Positive developments from the units integrated in the previous year as well as the favourable performance of the store and wholesale business will lead to higher revenue. The increase in revenue as well as more efficient cost structures will contribute significantly to a positive earnings trend.
In the PENNY division, we expect continued positive revenue development. Decisive here is the further investment in the existing store network, the optimisation of the product ranges, efficient process and cost structures as well as an increasing number of stores. The heightened competitive situation and resultant high price pressure will reduce revenue.
The positive revenue trend, the enhanced customer loyalty programmes and efficient cost structures will have a favourable effect on earnings in 2019.
In the Austria and CEE Full-Range Stores business segment, revenue is forecast to increase slightly in 2019 as compared to 2018. The modernisation measures conducted and still planned will continue to result in revenue and earnings growth. BIPA Austria is performing according to plan but will continue to weigh down earnings in 2019. Nevertheless, the planned activities lay the foundation for future competitiveness in a solid environment.
The increased expansion activities will also lead to higher revenue and stable earnings in Eastern Europe. The situations in Russia and Ukraine remain challenging going forward. The integration of UAB Palink, Vilnius, Lithuania, in 2018 and the resulting effect for 2019 as a whole will significantly affect the division's performance.
At Penny International, revenue is forecast to increase as compared to 2018. This is due primarily to the positive performance of existing stores and the continued expansion. The positive revenue trend has a positive influence on the earnings situation, although increasing costs will erode this.
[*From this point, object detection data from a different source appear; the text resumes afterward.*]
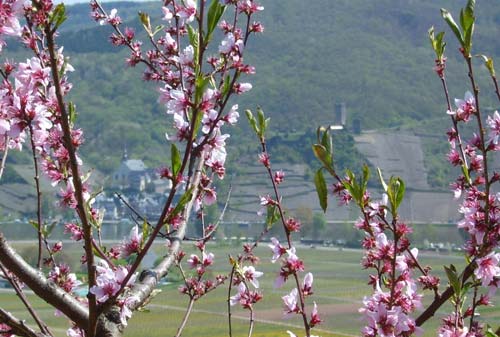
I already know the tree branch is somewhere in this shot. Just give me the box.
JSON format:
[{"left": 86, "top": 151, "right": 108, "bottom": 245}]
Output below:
[
  {"left": 0, "top": 308, "right": 51, "bottom": 337},
  {"left": 415, "top": 263, "right": 475, "bottom": 326},
  {"left": 0, "top": 232, "right": 89, "bottom": 326},
  {"left": 96, "top": 155, "right": 204, "bottom": 337}
]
Despite various project activities, the infrastructure expansion and the planned cost increases, earnings are projected to exceed the figure recorded in 2018.
Travel and Tourism
We expect the Travel and Tourism business segment to record higher revenue in 2019. This will be attributable to positive market developments as well as catch-up effects in the tour operator business compared to the previous year.
The positive revenue trend and cost efficiency measures will lead to a significant improvement in EBITA as compared to 2018.
The DIY Stores business segment expects a slight improvement in the revenue situation and plans on an increase in earnings. The continued development of the online activities in connection with the brick-and-mortar business will be a focus of activities in 2019.
Management's Overall Assertion on Revenue, EBITA and Debt Development
We expect slight increases in revenue and a slightly rising price level for the business units for the 2019 financial year. Additional expansions and renovation activities will support long-term revenue development but will lead to higher investments in 2019.
We expect that the positive revenue trend, efficient cost structures and the expansion of the business models will lead to a significant year-on-year growth in operating EBITA in 2019.
As a result of high capital expenditures, the Group's net debt will continue to increase by the end of 2019. Sufficient provisions have been made for this in connection with the current credit facilities.